Dan went back next door to see the insufferable Yoakum, from whom he learned that the former janitor had evidently departed unexpectedly and in a great hurry, as he had left his household goods behind him. Yoakum had found cooking utensils, a bed, two tables, some chairs, et cetera, in their places in the basement when he arrived; presumably they were the property of Cummings. Dan went through the place half a dozen times, but found nothing that gave any trace of the missing man’s reasons for departure.

By the time he emerged again into the street the day was gone; a clock in a window at the Broadway corner said ten minutes past six. He entered and sought a telephone booth to call up the office, thinking it barely possible that Mr. Leg would be awaiting his return, but he got no answer.

He went home to sleep over the developments of the day.

At the office the next morning Mr. Leg submitted his report of the previous day’s activities immediately upon his arrival. He had written down the answers to Dan’s questions in their order:

1. Mount hasn’t got the letter his wife left when she ran away. It was destroyed two years ago.

2. He was employed as bookkeeper at the office of Rafter & Co., coal dealers, foot of One Hundred and Twelfth Street, for the four months previous to the murder.

3. He was inside the drugstore only a few minutes. The rest of the time he waited outside on the corner. He bought a paper from the man at the newsstand and talked with him a little. He says this man might remember him.

4. He drank a great deal for the two years following his wife’s disappearance, but not since then. He swears he didn’t touch a drop that night.

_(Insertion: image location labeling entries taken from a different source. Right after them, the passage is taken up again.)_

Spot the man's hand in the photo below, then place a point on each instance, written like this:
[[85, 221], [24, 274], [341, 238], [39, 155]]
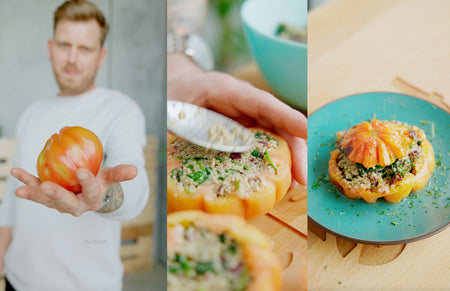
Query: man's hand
[[5, 240], [242, 102], [93, 192]]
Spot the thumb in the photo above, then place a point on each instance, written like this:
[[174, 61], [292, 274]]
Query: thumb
[[89, 185], [122, 173]]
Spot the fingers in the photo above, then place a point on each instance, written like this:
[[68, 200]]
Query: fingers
[[236, 99], [25, 177], [50, 195], [92, 191], [299, 153]]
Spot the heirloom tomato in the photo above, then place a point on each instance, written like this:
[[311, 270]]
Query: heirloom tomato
[[219, 252], [73, 148]]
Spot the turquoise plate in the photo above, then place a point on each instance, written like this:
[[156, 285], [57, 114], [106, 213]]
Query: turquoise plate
[[421, 214]]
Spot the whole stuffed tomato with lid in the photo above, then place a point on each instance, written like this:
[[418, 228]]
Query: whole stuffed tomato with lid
[[73, 148]]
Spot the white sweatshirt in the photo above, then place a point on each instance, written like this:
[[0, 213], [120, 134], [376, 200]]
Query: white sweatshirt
[[54, 251]]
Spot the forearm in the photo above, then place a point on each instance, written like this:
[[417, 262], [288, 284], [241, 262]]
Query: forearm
[[185, 16]]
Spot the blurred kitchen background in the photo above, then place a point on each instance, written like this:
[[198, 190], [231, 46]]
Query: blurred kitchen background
[[225, 35], [135, 65]]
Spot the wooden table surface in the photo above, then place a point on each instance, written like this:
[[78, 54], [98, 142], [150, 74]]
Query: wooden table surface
[[286, 223], [399, 46]]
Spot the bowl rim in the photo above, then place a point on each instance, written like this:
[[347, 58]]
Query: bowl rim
[[270, 36]]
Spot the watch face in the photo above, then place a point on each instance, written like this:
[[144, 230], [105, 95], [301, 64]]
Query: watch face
[[199, 50]]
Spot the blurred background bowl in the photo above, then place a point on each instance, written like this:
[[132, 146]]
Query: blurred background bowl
[[282, 62]]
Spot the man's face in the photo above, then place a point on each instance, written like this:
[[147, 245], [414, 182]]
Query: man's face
[[76, 54]]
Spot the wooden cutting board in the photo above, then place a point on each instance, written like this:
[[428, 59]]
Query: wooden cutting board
[[286, 224]]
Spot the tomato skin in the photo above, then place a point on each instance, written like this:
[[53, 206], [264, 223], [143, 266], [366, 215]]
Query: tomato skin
[[274, 187], [73, 148], [264, 266]]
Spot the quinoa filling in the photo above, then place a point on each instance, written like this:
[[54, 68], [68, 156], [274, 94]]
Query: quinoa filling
[[230, 173], [380, 178], [206, 261]]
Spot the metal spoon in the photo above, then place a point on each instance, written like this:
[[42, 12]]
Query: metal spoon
[[207, 128]]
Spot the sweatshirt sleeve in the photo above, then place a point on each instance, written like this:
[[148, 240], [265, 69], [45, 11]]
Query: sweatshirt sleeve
[[7, 205], [124, 145], [9, 198]]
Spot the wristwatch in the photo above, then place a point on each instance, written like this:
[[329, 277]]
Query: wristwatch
[[193, 46]]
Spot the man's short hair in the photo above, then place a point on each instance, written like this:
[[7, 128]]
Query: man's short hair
[[81, 10]]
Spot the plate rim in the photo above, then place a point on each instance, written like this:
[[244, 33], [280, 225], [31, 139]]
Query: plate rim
[[369, 92], [379, 242]]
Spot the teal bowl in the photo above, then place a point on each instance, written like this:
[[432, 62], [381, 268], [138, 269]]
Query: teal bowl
[[282, 62]]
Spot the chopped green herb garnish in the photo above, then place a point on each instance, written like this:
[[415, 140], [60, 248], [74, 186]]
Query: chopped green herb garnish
[[266, 154]]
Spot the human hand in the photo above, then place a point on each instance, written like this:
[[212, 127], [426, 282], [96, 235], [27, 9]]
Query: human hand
[[94, 189], [5, 240], [242, 102]]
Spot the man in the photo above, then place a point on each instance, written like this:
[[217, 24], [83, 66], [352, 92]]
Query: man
[[50, 238]]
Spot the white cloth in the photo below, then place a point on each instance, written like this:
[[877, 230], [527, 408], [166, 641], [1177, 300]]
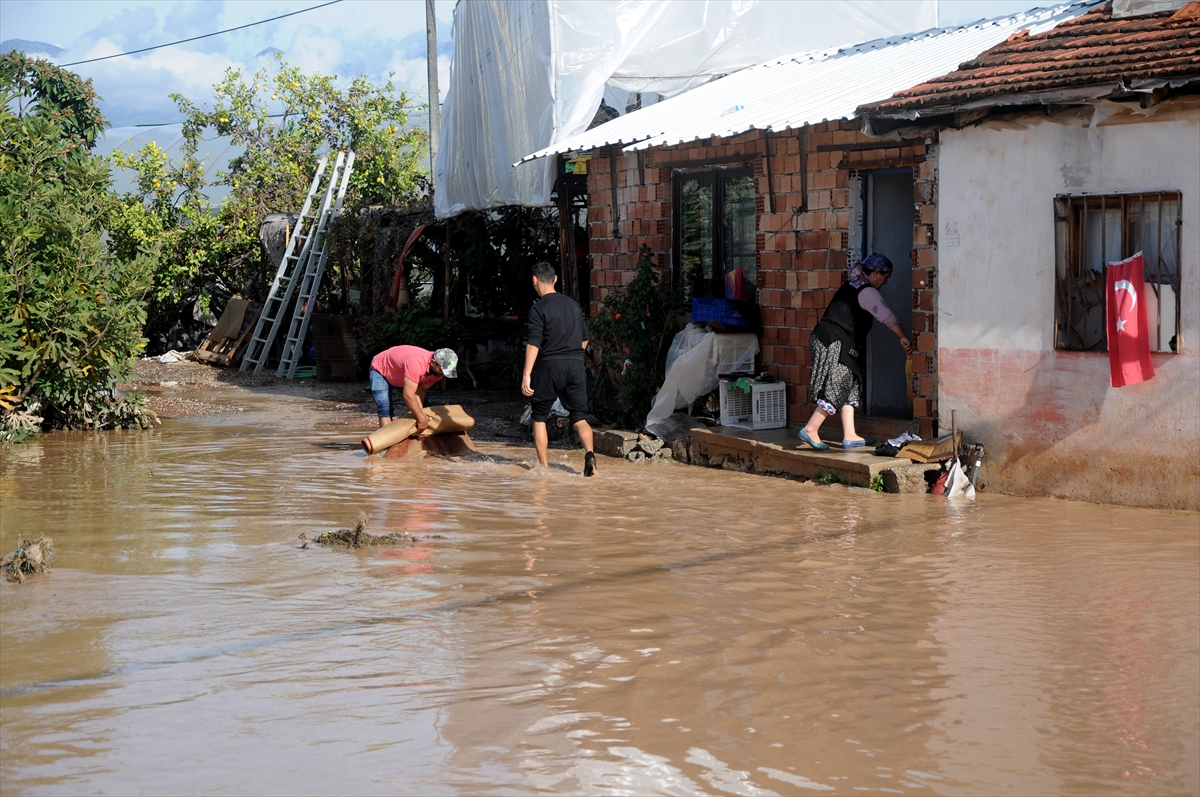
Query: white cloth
[[695, 358]]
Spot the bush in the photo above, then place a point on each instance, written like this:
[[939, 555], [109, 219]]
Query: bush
[[633, 334], [214, 252], [407, 327], [71, 312]]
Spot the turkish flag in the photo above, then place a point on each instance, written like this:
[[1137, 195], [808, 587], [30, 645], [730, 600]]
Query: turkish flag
[[1128, 331]]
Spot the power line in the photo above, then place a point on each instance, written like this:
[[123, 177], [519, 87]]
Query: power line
[[193, 39]]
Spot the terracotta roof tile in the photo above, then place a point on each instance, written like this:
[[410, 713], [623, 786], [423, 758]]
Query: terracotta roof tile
[[1091, 49]]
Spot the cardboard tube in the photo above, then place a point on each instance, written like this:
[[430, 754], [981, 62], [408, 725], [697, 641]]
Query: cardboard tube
[[450, 418]]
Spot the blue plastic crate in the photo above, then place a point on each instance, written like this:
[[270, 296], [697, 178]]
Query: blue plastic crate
[[720, 311]]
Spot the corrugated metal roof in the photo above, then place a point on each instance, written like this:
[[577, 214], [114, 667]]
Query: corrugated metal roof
[[1096, 48], [811, 87]]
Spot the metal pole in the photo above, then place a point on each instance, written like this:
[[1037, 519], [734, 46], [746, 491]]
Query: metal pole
[[431, 35]]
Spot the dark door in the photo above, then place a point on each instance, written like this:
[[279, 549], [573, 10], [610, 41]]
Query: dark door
[[889, 225]]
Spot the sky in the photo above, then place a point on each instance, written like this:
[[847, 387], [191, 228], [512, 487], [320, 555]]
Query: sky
[[355, 36]]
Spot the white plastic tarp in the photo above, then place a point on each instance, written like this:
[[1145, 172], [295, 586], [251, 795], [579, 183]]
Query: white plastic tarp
[[528, 73], [695, 359]]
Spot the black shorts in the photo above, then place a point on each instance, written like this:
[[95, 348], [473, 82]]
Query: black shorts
[[559, 379]]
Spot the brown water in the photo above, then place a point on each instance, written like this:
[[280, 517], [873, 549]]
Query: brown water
[[659, 629]]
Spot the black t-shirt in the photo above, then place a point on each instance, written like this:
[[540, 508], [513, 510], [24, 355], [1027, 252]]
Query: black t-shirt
[[557, 328]]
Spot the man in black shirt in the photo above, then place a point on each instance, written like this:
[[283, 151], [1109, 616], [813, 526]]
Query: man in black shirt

5. He appears solid and calm, with a lifeless indifference that is extraordinary, except when speaking of his wife, when he nearly breaks down with grief.

“There,” said Mr. Leg, “that’s what you wanted to know. I went to Rafter & Co., and they corroborated Mount, saying that he had worked for them a little over four months, and that he had been very satisfactory. He never drank any as far as they knew.”

“I’m glad to hear that, sir,” replied Dan. “That settles it as far as Mount’s concerned. He’s out of it, anyway; only I thought he might have done it in a fit of drunkenness. You see, sir, he couldn’t have had any possible reason to kill his wife. The police supposition is that he found that she had been receiving another man in that flat, and killed her for revenge and jealousy.

“But, according to his story, he had agreed to take her back only the night before, knowing that in all probability she had done wrong. The reason I believe him is because of what he said about the money. He was even willing to make use of the money she was going to bring with her. No man would make up a thing like that about himself, even to save his own neck.”